Paralysis from analysis is all too common.  Why? Because for the longest time people have assumed that it's possible to predict the future by studying history.  And there has been ample belief that if you ask customers questions, they will give you the answers which will guide your future.  Further, people want to believe that it was possible to find hidden meaning via discovering previously unseen correlations — even though almost all these sorts of low-score correlations turn out to be spurious, merely mathematical artifacts. 

Readers of this blog know that when we investigated The Phoenix Principle we learned that  traditional market research rarely improves understanding of customers or markets.  And we learned that customers are incredibly unreliable at telling you what they really want, or what they are likely to do next.

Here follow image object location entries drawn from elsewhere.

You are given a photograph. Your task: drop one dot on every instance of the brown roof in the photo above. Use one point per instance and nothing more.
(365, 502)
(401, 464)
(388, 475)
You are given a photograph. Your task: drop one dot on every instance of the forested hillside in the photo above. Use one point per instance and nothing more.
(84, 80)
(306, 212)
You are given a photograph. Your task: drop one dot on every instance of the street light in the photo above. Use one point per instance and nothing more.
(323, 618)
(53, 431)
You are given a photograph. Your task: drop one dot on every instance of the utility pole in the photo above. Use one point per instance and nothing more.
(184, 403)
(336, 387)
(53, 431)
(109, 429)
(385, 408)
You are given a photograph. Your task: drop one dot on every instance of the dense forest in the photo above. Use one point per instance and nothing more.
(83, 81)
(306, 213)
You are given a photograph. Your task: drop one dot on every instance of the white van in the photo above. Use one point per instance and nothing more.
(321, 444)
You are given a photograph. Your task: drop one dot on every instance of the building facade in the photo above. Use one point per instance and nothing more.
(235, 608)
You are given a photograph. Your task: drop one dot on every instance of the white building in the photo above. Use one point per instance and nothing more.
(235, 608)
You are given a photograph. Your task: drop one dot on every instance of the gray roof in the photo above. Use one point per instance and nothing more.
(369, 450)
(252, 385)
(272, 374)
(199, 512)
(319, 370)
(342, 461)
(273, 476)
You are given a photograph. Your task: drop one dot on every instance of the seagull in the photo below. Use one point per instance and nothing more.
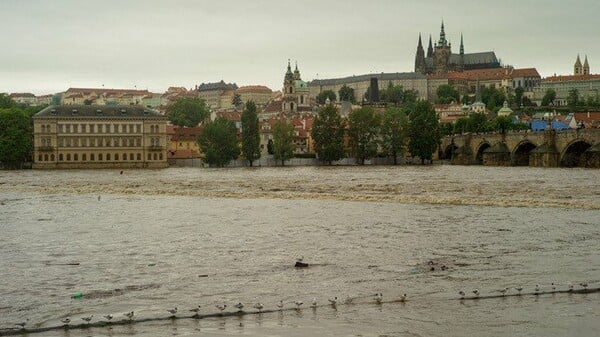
(22, 324)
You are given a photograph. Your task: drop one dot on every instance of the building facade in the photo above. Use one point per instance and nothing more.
(440, 59)
(87, 136)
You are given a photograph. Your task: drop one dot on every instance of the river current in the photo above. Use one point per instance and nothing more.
(151, 240)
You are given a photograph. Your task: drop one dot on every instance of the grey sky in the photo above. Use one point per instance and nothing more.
(49, 46)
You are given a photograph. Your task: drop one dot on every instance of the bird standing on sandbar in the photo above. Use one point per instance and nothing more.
(172, 311)
(22, 324)
(258, 306)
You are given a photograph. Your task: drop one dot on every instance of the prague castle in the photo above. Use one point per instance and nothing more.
(441, 60)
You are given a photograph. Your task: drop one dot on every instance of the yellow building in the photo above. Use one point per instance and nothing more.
(89, 136)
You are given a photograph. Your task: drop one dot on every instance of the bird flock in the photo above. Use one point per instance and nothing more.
(377, 298)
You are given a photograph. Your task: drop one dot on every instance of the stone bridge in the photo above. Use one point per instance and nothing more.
(550, 148)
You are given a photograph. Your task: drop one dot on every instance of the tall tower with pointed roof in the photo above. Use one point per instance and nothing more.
(578, 68)
(586, 67)
(442, 53)
(420, 57)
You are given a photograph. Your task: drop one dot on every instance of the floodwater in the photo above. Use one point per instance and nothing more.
(148, 241)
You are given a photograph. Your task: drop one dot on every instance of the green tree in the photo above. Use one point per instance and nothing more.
(250, 133)
(283, 141)
(324, 95)
(363, 129)
(236, 100)
(16, 137)
(394, 132)
(519, 96)
(423, 131)
(573, 98)
(346, 94)
(446, 94)
(6, 102)
(549, 97)
(187, 111)
(218, 140)
(328, 134)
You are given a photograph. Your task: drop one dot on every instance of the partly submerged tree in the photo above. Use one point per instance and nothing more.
(283, 141)
(250, 133)
(423, 131)
(363, 130)
(328, 134)
(187, 111)
(219, 143)
(394, 132)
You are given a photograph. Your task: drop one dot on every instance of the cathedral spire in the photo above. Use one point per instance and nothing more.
(430, 48)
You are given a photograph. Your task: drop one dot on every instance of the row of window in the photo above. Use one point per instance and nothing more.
(102, 141)
(98, 157)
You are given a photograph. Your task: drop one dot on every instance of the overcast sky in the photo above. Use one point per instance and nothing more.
(49, 46)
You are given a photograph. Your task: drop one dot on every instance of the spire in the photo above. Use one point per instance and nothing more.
(430, 48)
(296, 72)
(289, 75)
(442, 42)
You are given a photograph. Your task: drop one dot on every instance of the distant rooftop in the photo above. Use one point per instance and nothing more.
(121, 111)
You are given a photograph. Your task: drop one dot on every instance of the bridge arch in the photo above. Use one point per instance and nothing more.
(449, 151)
(572, 154)
(482, 147)
(520, 154)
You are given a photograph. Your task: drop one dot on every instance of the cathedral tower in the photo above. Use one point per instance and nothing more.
(420, 58)
(578, 69)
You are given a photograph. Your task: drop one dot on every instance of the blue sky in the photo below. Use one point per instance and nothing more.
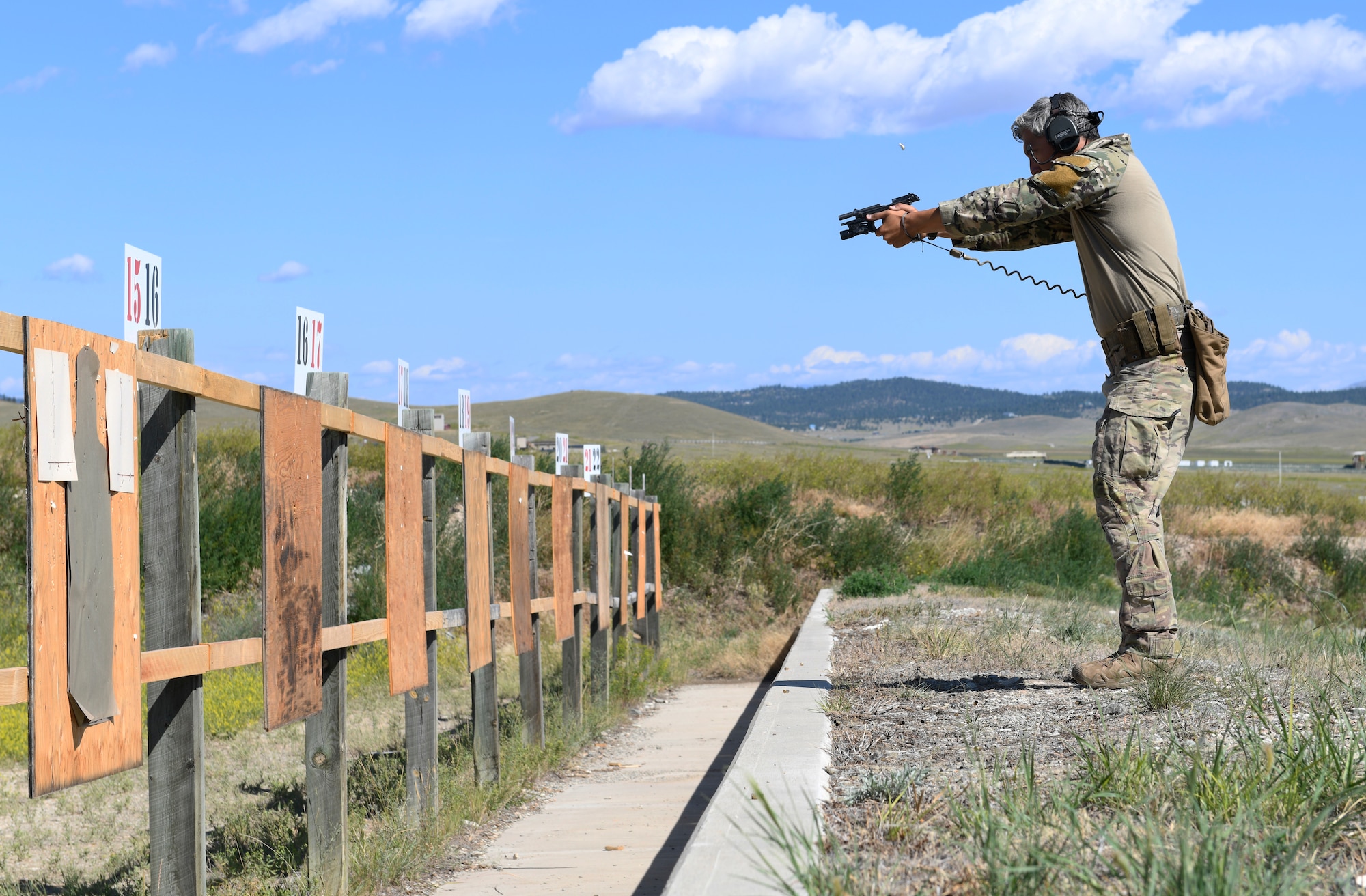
(522, 197)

Nate Bolt of market research firm Bolt Peters now confirms this.  His recent column at Venturebeat.com "Stop Listening to Your Customers" is an indictment of traditional market research observed through his 9 years working with clients in the field.

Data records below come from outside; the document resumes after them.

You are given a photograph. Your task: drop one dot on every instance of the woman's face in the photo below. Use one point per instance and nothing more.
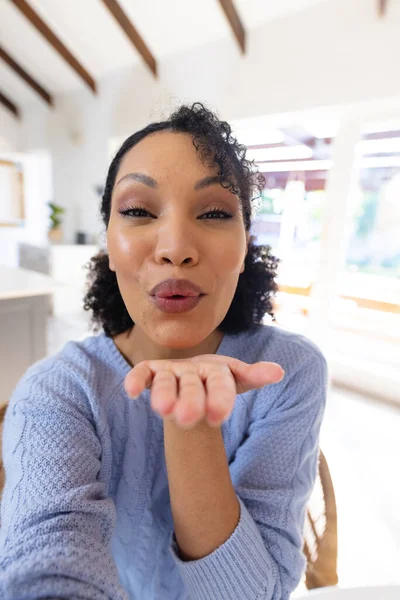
(176, 234)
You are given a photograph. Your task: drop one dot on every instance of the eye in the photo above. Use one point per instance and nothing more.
(219, 211)
(131, 209)
(223, 214)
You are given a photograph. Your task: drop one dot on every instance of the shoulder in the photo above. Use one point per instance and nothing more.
(78, 376)
(292, 351)
(305, 382)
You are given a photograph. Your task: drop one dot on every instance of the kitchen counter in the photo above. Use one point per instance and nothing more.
(24, 305)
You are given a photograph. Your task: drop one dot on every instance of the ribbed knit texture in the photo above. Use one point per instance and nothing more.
(86, 512)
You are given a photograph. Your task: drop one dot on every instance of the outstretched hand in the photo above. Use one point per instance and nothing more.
(189, 390)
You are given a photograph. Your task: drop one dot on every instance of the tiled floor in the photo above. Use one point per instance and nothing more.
(360, 439)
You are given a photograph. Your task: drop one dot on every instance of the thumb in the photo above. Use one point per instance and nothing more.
(254, 376)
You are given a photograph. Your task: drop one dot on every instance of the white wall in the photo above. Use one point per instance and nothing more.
(37, 192)
(10, 130)
(334, 53)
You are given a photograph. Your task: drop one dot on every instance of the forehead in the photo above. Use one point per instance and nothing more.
(164, 153)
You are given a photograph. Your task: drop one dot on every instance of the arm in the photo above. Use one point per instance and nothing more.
(198, 471)
(56, 521)
(273, 473)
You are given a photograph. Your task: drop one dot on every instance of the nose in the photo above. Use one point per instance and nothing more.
(176, 243)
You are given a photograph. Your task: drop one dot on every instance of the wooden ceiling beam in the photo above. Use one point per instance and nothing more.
(235, 22)
(131, 32)
(9, 105)
(54, 41)
(26, 77)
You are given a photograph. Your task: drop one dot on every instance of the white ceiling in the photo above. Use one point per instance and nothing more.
(89, 31)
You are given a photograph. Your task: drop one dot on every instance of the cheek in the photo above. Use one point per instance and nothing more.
(124, 249)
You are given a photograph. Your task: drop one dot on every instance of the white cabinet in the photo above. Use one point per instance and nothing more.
(65, 264)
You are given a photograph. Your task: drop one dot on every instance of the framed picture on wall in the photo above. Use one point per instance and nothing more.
(12, 205)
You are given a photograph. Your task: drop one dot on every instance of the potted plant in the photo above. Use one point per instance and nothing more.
(55, 231)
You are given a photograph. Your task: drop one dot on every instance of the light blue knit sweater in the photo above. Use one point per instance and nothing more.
(86, 513)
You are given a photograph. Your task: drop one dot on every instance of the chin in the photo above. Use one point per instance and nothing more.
(180, 336)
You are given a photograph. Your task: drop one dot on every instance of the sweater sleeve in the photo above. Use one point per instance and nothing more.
(273, 473)
(56, 520)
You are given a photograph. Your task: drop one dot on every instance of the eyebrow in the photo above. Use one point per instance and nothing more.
(152, 183)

  • "A common assumption… is that listening to
    potential customers is the best way to find out whether your product or
    idea will succeed in the market. Honestly — don’t bother."
  • "Opinions are often inconsistent with behaviors or other attitudes,
    especially when discussing hypotheticals."
  • "Remember 'Clippy" the little character that appeared in Microsoft Word years ago? That
    little bastard arose, in part, from Microsoft asking users if they
    wanted help working on their documents — everyone said, “Sure, sounds
    great.” But once people started actually using it in the real world,
    they hated it
    — it might be one of the most hated features in the
    history of computing."
  • "Never ask people what they think of your product or idea."
  • "Test ideas early by watching behavior. It’s fine if you
    don’t have a 100 percent functional interface — having eight people
    interact with a prototype or even wireframes or design mockups can be
    incredibly useful. Even recruiting strangers from the street to use your
    prototype is better than nothing."
  • "Use unorthodox methods. Companies like Apple and
    37signals make a big deal about never conducting user research. They lie… Releasing products in generations, like Apple does, provides them with
    mountains of reviews, task-specific complaints, crash reports, customer
    support issues, and Genius Bar feedback
    "

Too much money is spent on research that can never, by it's design and method, tell the business what it needs to know.  The only way to know how to compete is to get into the market.  Quit trying to analyze – go do it!  An ounce of  "doing it" is worth a kilogram of research and analysis.  Get out of the office, out of the conference room, and into the market.  Set up a White Space team and make them responsible for launching, learning, reporting and figuring out what customers want that you can sell at a profit.  That feedback is the research which is really worthwhile.  It's faster, easier to get and more accurate than anything you'll get from a market study or focus group!

Nate Bolt's new book is "Remote Research."  The link I found to the book was at RosenfeldMedia.com.